As speculative fever for digital currencies surges this year, investors may want to heed the warnings of the most successful investors of our generation.
The biggest names in investing — including Druckenmiller, Dalio, Chanos, Gundlach and Klarman — are all now criticizing bitcoin, saying the pre-eminent cryptocurrency has critical flaws.
Billionaire Stanley Druckenmiller told CNBC Tuesday he is skeptical bitcoin can be a viable digital currency.
"What I do know about bitcoin is, the concept it could ever be a medium of exchange has been eliminated because you can't do transactions, particularly retail transactions, with this kind of volatility," he said.
Druckenmiller is chairman and chief executive officer of the Duquesne Family Office. His hedge-fund track record is unparalleled, generating annualized returns of 30 percent during his investment career.
In similar fashion, Bridgewater Associates founder Ray Dalio, whose firm manages $160 billion, in September questioned bitcoin's ability to be a unit of exchange.
"Bitcoin today, you can't make much transactions in it. You can't spend it very easily," Dalio said. "It's not an effective storehold of wealth because it has volatility to it, unlike gold. … It's a shame, it could be a currency. It could work conceptually, but the amount of speculation that is going on and the lack of transactions [hurts it]."
Bitcoin year to date
Bitcoin is up more than 2,000 percent in the last year and now trades above $17,000. Bitcoin futures trading launched this week on the Cboe exchange, gaining more than 19 percent Monday in the first full day of trading.
There are now 1,358 cryptocurrencies in existence, according to CoinMarketCap. Other digital currencies such as ethereum are better designed for programmable "smart contracts" and have quicker transaction times versus bitcoin.
Bitcoin's scalability is another issue. There is technical limitation on how many transactions can be processed at the same time. Partly as a result, widespread use of the cryptocurrency for payments has not occurred yet.
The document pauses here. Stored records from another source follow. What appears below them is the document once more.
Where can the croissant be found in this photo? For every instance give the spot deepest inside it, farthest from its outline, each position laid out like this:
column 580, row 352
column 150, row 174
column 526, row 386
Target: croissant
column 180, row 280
So cryptocurrency investors must honestly ask themselves, is bitcoin really changing the world through blockchain technology innovation or is it mainly speculative asset? It's the latter.
Kynikos Associates short-seller Jim Chanos, lauded for his prescient negative calls on Enron and Tyco, compared bitcoin to previous fads.
Bitcoin "is a speculative mania. It's Beanie Babies," he said at a Schechter event in Detroit, Michigan, on Wednesday, referring to the toy craze during the 1990s.
DoubleLine Capital CEO Jeffrey Gundlach criticized the lack of analytical rigor in the recent "nice round number" $1,000,000 price targets for the bitcoin, which is reminiscent of previous speculative blow-offs.
"I have no interest in this type of maniacal type of trading market," he said on CNBC Wednesday.
Hedge-fund manager Seth Klarman, the value-investing giant who often draws comparisons to Warren Buffett, wrote in his classic book "Margin of Safety" an illuminating parable warning against speculation:
"There is the old story about the market craze in sardine trading when the sardines disappeared from their traditional waters in Monterey, California. The commodity traders bid them up and the price of a can of sardines soared. One day a buyer decided to treat himself to an expensive meal and actually opened a can and started eating. He immediately became ill and told the seller the sardines were no good. The seller said, 'You don't understand. These are not eating sardines, they are trading sardines.'
Like sardine traders, many financial-market participants are attracted to speculation, never bothering to taste the sardines they are trading. ... trading in and of itself can be exciting and, as long as the market is rising, lucrative. But essentially it is speculating, not investing. You may find a buyer at a higher price — a greater fool — or you may not, in which case you yourself are the greater fool."
When asked for comment for this column on whether bitcoin is a "trading sardine," Klarman replied: "Yes."